また君に

@Sekai_mobuo

第1話 

俺は静かな人間が好きだ。周りの奴らが騒いでいると耳が痛くなるので嫌いだ。そうやって自分の心をカプセルに閉じ込めていると誰も俺には寄り付かなくなってクラスでは浮いてしまった。しかし俺のクラスは俺の他にももう1人浮いてる奴がいる。「東条 凛」彼女は容姿端麗、成績優秀。趣味は読書だ。しかし彼女には誰も近寄らない。なぜなら彼女は無愛想で常に本を熟読しているからだ。話しかけて挨拶されたらいい方で普段は無視を決め込んでいる。俺は彼女の隣の席に位置していて、休み時間は常に自分の席で寝たふりをしている。俺は時折彼女を見ると彼女はとても生き生きと難しそうな本と睨めっこしている。その時俺は「変な女…」と狭い机の上で彼女と反対側を向いていつも通り寝たふりをしたが、いつの間にか俺は毎日彼女を見ていた。
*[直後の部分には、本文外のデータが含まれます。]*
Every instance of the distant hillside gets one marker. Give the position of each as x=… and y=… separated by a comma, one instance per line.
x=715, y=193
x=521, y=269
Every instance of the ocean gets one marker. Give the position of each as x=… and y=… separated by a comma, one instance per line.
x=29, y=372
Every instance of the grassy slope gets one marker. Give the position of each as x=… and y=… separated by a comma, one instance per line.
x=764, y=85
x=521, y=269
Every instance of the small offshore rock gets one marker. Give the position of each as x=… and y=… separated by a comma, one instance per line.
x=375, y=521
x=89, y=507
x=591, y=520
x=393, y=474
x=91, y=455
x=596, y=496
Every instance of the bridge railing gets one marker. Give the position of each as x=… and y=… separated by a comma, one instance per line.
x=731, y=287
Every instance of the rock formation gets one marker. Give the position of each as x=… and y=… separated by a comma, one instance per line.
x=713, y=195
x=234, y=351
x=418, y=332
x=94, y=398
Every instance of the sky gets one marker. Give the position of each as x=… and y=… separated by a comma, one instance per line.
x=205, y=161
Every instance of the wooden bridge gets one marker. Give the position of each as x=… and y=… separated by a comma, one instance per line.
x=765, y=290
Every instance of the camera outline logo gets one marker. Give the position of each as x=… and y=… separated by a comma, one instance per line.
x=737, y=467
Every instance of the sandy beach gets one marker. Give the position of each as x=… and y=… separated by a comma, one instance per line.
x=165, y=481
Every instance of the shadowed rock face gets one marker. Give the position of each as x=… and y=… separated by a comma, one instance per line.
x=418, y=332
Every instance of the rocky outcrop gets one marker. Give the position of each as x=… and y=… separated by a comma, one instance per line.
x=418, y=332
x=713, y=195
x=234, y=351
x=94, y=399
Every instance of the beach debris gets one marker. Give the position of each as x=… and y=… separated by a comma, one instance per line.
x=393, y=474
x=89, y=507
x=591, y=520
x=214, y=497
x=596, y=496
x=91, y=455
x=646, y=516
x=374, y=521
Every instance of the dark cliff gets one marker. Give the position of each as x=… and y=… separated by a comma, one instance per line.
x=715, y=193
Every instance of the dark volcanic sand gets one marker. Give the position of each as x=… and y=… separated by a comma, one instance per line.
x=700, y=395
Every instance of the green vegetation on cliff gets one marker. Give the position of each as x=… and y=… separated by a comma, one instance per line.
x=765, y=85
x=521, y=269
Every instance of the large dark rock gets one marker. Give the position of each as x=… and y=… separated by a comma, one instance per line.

いや、見てしまっていたのだ。俺はふと彼女と話すきっかけが欲しくて本を買おうと思い書店に向かった。店員に「どの本が一番人気ですか」と尋ね、その本と『100万部突破!!』と書かれたラノベを購入し家に帰った。家に帰ると聞き慣れた親の声。「おかえり」と言われると「…!!」急に頭痛がして涙が溢れていることに気がついた。母親は「ええ!学校でいじめられてるの!?待っててね!今お母さんが…!」と慌てる母親に俺は「いやさっき頭打って痛くて涙出たんだよ!」と慌てて返事をした。父親は家中響き渡る声量で笑うと「さぁ飯だ!」と言いニカっと笑った。俺は「お母さんお腹すいた…」と言うと母親は「そうね、でも何かあったらすぐにいいなさい」と優しく笑った。夕食を食べた後俺は今日買った本を袋から取り出すとブックカバーに包まれた二冊の本を手にとった。「ちょっと読んでどっちを持って行くか決めるか。」そう思い次の日持って行こうと思った本はラノベだった。